I had the privilege to interview a contemplative nun for my research dissertation, specifically to promote the psycho-spiritual needs of the general public. Here, she talks about the value of time and reached out to others, especially young people: “Yeah, the big thing is to give yourself time to be yourself, give yourself time to enjoy things, give yourself time for everything. You might have to make a conscious effort to slow down but I think your life will change, you know, life nowadays is not healthy… In those days [long ago], they had plenty of time”. I believe that these words from someone who spends much of her life in praise and in silence speaks of a core truth in our lives today. And again we may need training for this to happen.

She continues: “Yeah, when you’re doing nothing you see your mind is processing all the things you have learned that day and you are getting them, you know, kind of filed in your mind, where they should be.
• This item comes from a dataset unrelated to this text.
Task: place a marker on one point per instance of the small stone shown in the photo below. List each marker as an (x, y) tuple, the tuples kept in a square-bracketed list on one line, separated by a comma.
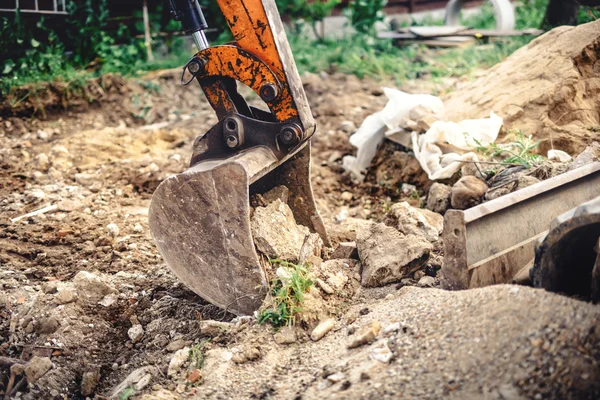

Whereas if you’re learning the whole time, you haven’t time.” Have you ever noticed that an answer might arise within your being when you put the phone down for a while – during a moment of doing nothing? That is because your mind is doing what it’s supposed to do without your conscious effort. It doesn’t always need your help and googling to find the answer. Or you may find great peace and clarity after a long pause that enables you to live in the moment, and the next day you notice that your memory and concentration are better.

The development of the three factors – embracing the real, balanced mood and ordinary living – instill much peace and serenity in our lives, but they require great patience and guts in the midst of our inclinations for buzz and excitement. People may react aggressively to us because our contentment highlights their own stress and anxiety that they are essentially deeply unhappy about. With humility on our part and in good time they may follow our example, or they may not. So, hold tight friends, endure the tension and shoot for the stars while having a cup of tea!